15. AN DENSELBEN.

Cüstrin, den 28. November 1730.



Allerdurchlauchtigster König und Vater,

Ich erkenne mit aller Submission die Gnade, so Sie mir erwiesen, und mir öfters erlauben, an Sie zu schreiben und meinen unterthänigsten Respect und Treue zu versichern, und versichere hierbei allerunterthänigst, dass Sie aus meiner ganzen Conduite ersehen werden, dass ich aus Submission und Gehorsam Alles thun werde. Dero Befehl Genüge zu thun. Ich kann sonst nicht genugsam Gottes Wege hier, auch in Führung meines Unglücks erkennen, da er mich zwar durch manchen sauern und rauhen Tritt geführet,3_13-a aber auch gewiss sich einen guten Zweck vorbehält, und bin versichert, dass er es so ausführen wird zu seiner Ehre und so, dass Sie dabei vollkommen von meiner Submission versichert werden können, so dass, wo Sie Ursach zu glauben gehabt, ich wäre Ihnen ungehorsam, Sie sich jetzo vollkommen des Gegentheils versichern können; wo Sie geglaubet, ich wäre Ihnen untreu, Sie sich jetzo gewiss meiner vollkommenen Treue zu versichern haben : wo Sie auch in übri<14>gen Stücken einige üble Opinion von mir gehabt, Sie in allen Stücken sehen werden, dass ich, so viel möglich, redressiren werde. Geruhen Sie denn jetzo, diese Zeilen von dem Ihnen nunmehro gehorsamen Sohn mit einem gnädigen Anblick zu sehen, und erlauben Sie mir, dass ich mir versichern darf, dass der Gott, der die Herzen der Könige regieret wie die Wasserbäche,3_14-a Ihres, o mein Vater, also regieren wird, dass, nach so lange wohlverdienter Entziehung Ihrer Gnade, ich mich inskünftige so viel von Dero Gnade werde zu rühmen haben, als wie ich bishero über Ihre väterliche Züchtigungen habe klagen können.

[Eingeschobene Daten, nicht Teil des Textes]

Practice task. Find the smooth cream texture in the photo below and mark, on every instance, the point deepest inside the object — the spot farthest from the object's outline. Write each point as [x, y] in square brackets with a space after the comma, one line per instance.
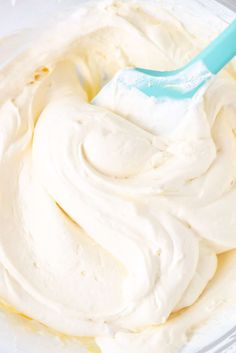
[112, 215]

Ich ersterbe also in der Versicherung und hoffe, dass, nachdem Sie sich so lange als ein gerechter Richter bezeiget, Sie auch wieder das Vaterherz gegen mich lenken werden. O welche Liebe, welche Treue werde ich Ihnen nicht dagegen verdoppeln müssen! Wie gerne werde ich nicht mein Leben, welches so in Ihren Händen stehet, mit aller Freude für Sie lassen, und bin, bis in den Tod, mit unterthänigster Submission, u. s. w.3_14-b


3_13-a Diese Worte erinnern an die sechste Strophe des berühmten Kirchenliedes : « O Gott, du frommer Gott. » welches Johann Heermann, zur Zeit des dreissigjährigen Krieges Prediger in Köben, gedichtet hat. Friedrichs Soldaten sangen dieses Lied, namentlich die zweite Strophe, auf dem Zuge zur Schlacht bei Leuthen.

3_14-a Die Sprüche Salomonis, Capitel XXL, Vers 1.

3_14-b Der Cabinets-Rath Schumacher hat oben am Rande dieses Briefes bemerkt, dass derselbe ihm, den 29. November 1780, eingerissen zugestellt worden.